The state watchdog will investigate allegations the former head of the Victorian youth prison school was pressured into giving misleading evidence in court.
Brendan Murray, the former principal of Parkville College, levelled “extremely serious” allegations at education department staff in his submission to a senate inquiry in May.
Mr Murray accused senior staff of attempting to influence his evidence to a Supreme Court challenge into the detention of child offenders in the Grevillea Unit at Barwon adult prison.
The senate committee on Tuesday referred the alleged misconduct to the Victorian Ombudsman.
“Mr Murray’s allegations are extremely serious,” the committee said in an interim report on Tuesday.
“The committee is not resourced in a way that would permit a full investigation into this matter.”
Mr Murray had alleged staff phoned him ahead of his testimony to the Supreme Court, and instructed him the department would like him to give evidence that schooling could be delivered to youth offenders at the Barwon prison unit, against his belief to the contrary.

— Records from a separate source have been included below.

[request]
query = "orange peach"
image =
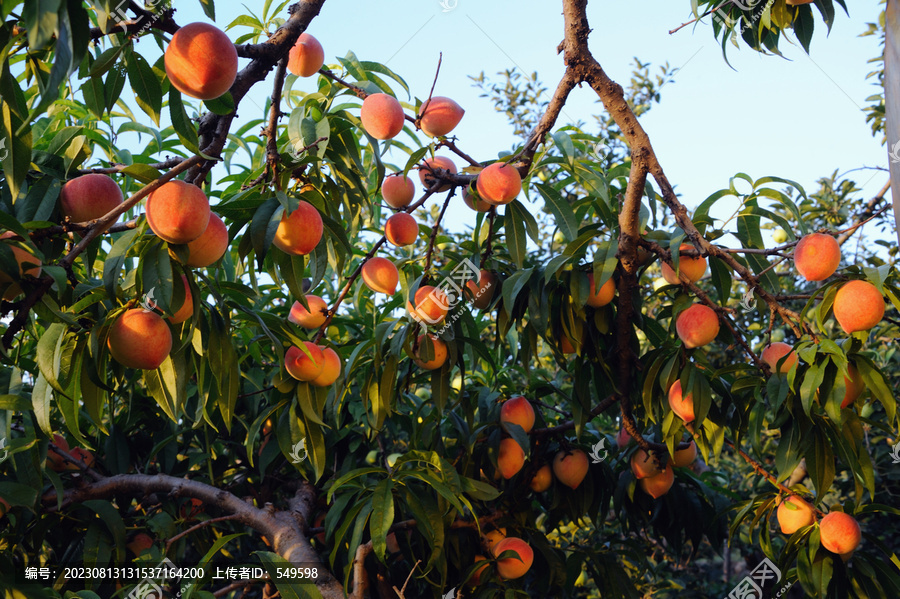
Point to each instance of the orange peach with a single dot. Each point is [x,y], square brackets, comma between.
[440,353]
[482,292]
[697,325]
[433,164]
[658,485]
[858,306]
[601,297]
[793,514]
[398,190]
[201,61]
[541,480]
[187,307]
[513,567]
[510,459]
[839,533]
[693,267]
[854,386]
[685,457]
[23,258]
[312,318]
[139,339]
[477,205]
[431,304]
[382,116]
[401,229]
[140,543]
[211,244]
[570,467]
[817,256]
[89,197]
[55,461]
[643,465]
[499,183]
[439,116]
[304,367]
[682,405]
[178,212]
[380,275]
[517,410]
[331,371]
[300,232]
[306,56]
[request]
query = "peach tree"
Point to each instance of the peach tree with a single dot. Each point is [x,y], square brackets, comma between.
[266,352]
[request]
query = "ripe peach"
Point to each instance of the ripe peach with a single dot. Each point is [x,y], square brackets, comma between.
[23,258]
[476,205]
[140,543]
[854,386]
[659,485]
[306,56]
[381,275]
[201,61]
[858,306]
[211,244]
[793,514]
[499,183]
[88,197]
[601,297]
[696,326]
[517,410]
[440,353]
[312,318]
[178,212]
[55,461]
[482,292]
[570,467]
[401,229]
[431,306]
[493,537]
[439,116]
[643,465]
[510,459]
[300,232]
[187,308]
[438,162]
[512,567]
[685,457]
[139,339]
[542,479]
[331,371]
[817,256]
[398,190]
[774,352]
[682,405]
[839,533]
[382,116]
[304,367]
[693,267]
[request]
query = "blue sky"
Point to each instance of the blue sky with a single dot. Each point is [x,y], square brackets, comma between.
[798,117]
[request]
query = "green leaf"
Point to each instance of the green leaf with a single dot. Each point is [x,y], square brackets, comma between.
[147,89]
[382,516]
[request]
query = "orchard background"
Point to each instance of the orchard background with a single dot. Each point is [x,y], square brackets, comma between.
[270,432]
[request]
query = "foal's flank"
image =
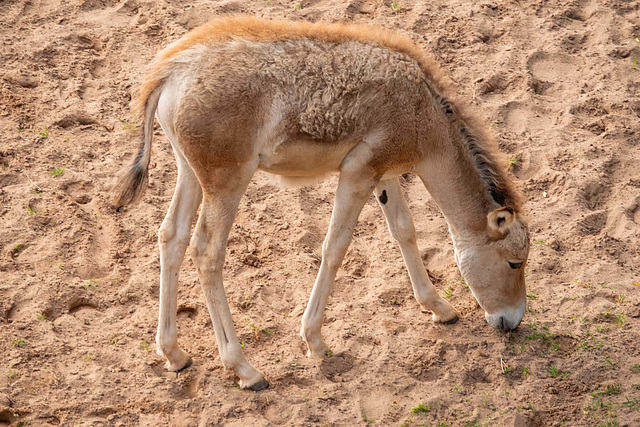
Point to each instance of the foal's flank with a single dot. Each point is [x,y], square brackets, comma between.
[300,101]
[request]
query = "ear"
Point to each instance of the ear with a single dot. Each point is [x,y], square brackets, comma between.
[499,221]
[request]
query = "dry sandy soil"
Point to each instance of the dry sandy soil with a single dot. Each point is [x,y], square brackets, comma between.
[558,83]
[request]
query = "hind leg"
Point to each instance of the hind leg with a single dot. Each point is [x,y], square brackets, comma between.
[389,196]
[173,238]
[354,188]
[223,189]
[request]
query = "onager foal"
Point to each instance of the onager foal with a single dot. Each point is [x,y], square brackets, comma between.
[302,100]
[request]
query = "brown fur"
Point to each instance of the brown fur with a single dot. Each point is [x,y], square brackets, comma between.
[257,29]
[480,148]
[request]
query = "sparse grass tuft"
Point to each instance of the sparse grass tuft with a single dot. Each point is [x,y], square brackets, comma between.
[56,172]
[144,345]
[622,318]
[555,373]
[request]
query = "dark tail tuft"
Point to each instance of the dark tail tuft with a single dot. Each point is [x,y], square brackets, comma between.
[133,181]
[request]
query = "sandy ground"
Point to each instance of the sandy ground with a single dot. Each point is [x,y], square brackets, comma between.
[558,83]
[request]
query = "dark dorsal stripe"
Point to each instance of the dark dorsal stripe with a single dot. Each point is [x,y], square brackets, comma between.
[483,161]
[485,165]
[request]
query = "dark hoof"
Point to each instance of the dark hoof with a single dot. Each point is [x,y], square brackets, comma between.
[260,385]
[189,363]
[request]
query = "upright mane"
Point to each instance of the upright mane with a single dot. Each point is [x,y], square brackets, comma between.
[481,149]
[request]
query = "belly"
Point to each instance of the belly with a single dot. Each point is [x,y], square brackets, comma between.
[305,159]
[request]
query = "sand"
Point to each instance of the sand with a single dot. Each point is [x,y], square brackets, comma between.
[558,84]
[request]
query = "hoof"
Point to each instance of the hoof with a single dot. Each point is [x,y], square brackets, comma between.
[178,368]
[260,385]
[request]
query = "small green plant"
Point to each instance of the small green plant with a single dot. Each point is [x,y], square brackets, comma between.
[144,345]
[622,318]
[421,408]
[56,172]
[555,373]
[632,404]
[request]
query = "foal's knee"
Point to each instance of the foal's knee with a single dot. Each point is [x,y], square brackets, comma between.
[205,256]
[403,230]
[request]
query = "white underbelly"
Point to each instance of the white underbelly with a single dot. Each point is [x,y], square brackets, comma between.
[304,159]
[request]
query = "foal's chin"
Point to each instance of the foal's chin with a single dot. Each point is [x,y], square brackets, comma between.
[506,320]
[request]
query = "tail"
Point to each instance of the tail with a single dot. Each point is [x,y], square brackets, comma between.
[133,181]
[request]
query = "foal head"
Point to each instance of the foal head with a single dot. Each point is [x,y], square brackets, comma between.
[492,261]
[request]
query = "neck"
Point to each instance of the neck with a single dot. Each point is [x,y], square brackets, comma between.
[456,186]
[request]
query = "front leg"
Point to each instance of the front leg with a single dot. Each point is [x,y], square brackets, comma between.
[354,188]
[400,222]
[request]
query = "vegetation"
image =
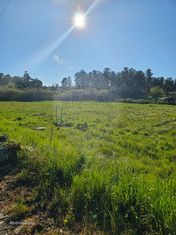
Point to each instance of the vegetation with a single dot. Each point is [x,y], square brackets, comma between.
[95,85]
[107,166]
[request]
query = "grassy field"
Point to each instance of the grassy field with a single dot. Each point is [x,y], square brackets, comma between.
[108,166]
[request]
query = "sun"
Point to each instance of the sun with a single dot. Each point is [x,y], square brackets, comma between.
[80,20]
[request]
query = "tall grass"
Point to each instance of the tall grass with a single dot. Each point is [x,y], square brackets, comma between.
[117,175]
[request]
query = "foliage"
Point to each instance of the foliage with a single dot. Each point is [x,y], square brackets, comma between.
[118,176]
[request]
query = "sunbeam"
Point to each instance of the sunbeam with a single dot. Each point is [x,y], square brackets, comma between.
[47,51]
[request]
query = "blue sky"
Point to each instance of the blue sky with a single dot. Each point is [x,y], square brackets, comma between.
[119,33]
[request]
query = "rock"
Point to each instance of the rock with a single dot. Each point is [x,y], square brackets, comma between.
[8,152]
[40,128]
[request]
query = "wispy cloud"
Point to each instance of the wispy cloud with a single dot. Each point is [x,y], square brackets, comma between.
[71,67]
[58,59]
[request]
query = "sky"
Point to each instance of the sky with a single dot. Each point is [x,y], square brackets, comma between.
[38,36]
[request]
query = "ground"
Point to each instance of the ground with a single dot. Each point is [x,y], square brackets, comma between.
[90,163]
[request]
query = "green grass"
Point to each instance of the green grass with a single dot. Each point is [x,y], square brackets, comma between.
[109,166]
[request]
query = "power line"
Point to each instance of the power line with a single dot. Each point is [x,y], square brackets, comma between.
[4,8]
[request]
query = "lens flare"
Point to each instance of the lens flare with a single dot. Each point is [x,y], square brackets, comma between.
[80,20]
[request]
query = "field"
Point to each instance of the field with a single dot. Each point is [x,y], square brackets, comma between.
[108,166]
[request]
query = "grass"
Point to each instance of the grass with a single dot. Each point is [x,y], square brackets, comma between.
[109,166]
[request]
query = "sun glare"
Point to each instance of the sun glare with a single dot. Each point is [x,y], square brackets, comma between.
[80,20]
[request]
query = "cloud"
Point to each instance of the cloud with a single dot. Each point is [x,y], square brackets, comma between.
[58,59]
[71,67]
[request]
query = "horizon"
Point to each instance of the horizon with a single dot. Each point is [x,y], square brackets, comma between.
[39,37]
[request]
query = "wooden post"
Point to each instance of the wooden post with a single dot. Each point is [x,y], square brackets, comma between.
[61,116]
[56,115]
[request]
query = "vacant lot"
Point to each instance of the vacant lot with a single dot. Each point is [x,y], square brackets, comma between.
[107,166]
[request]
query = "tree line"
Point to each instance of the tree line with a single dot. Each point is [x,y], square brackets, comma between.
[20,82]
[129,83]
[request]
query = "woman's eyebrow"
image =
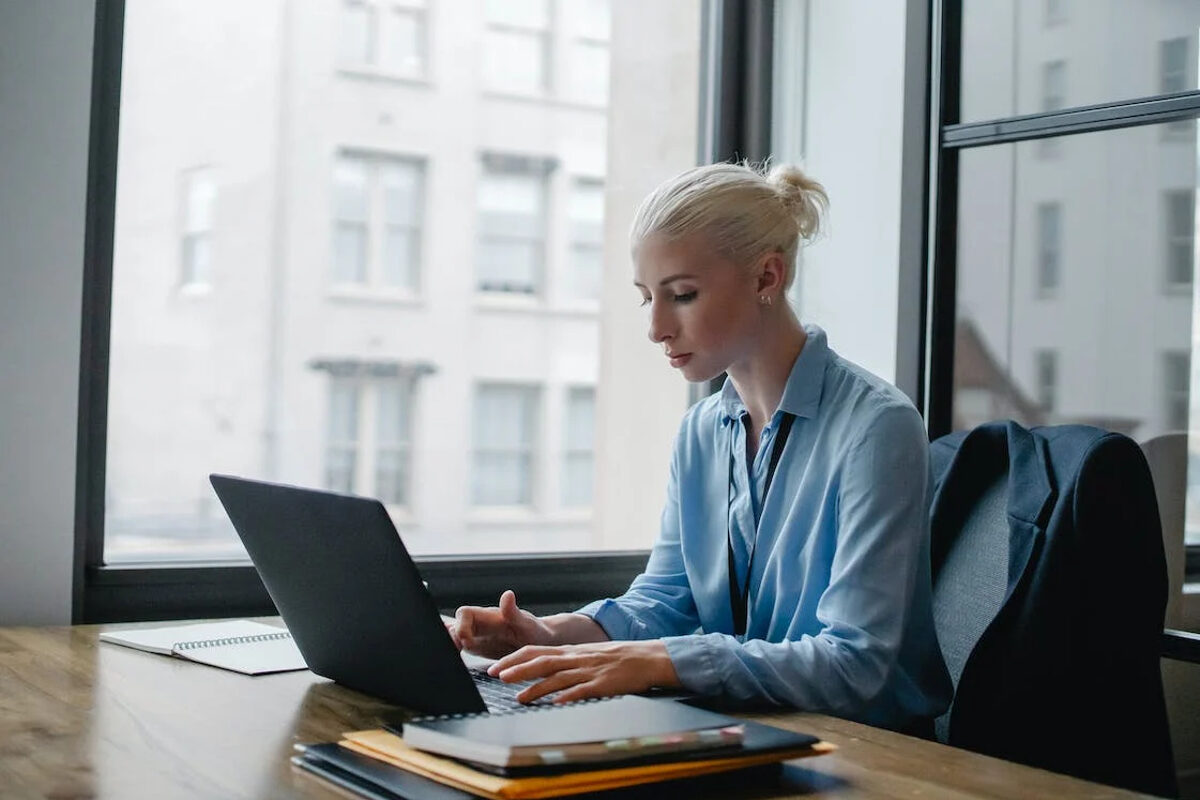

He said it was “an attempt to convince me – I think the best way to describe it – that we could lawfully provide qualifications and accreditation at Grevillea that were equal to what could be provided at Malmsbury and Parkville [youth prisons],” Mr Murray told the inquiry.
The Department of Education has denied the claims.
“The Secretary has strongly denied these allegations, including in a detailed written rebuttal provided to the inquiry,” a spokesperson told The New Daily on Tuesday.
“The department cooperated fully with the inquiry, providing all relevant documents in relation to this allegation and we will, of course, provide the same level of cooperation to the independent Ombudsman, if requested.”
In June this year, the Supreme Court found for the third time that it was unlawful to detain youth offenders at the Grevillea unit.
The detainees had been moved there following repeated riots at youth centres.
‘Crisis point’ in youth justice
Liana Buchanan, from the Commission of Children and Young People (CCYP), said the state youth justice system had been “neglected for some time”.
“The youth justice system in Victoria reached a crisis point really, and the treatment of children in the centres was very, very poor indeed,” the commissioner told The New Daily.
Chronic understaffing was in part to blame, she said, “which led to a more punitive approach.
“Over years there had been understaffing, for example, that meant that whole units of kids at a time were being kept in their rooms for days sometimes at a time.”
Ms Buchanan added that staff needed more support and training.
“A lack of training, the lack of attention to staff, the lack of support for staff, the lack of a clear operating model as to how you work with kids in a good way – all of those led to a situation where problems started to erupt, where we started to see the children act out in a way through getting on the roof and getting involved in disturbances.”
She said there had since been some improvement over the last year, but there was “huge amount of work to be done”.
“We need a whole range of education and rehabilitation programs provided in an environment that doesn’t compound the harm already done to these kids – that’s what’s going to make them come out less likely to reoffend, that’s what’s going to make the community safer.”
The senate report was initially due for completion in August, but has blown out to February after two extensions.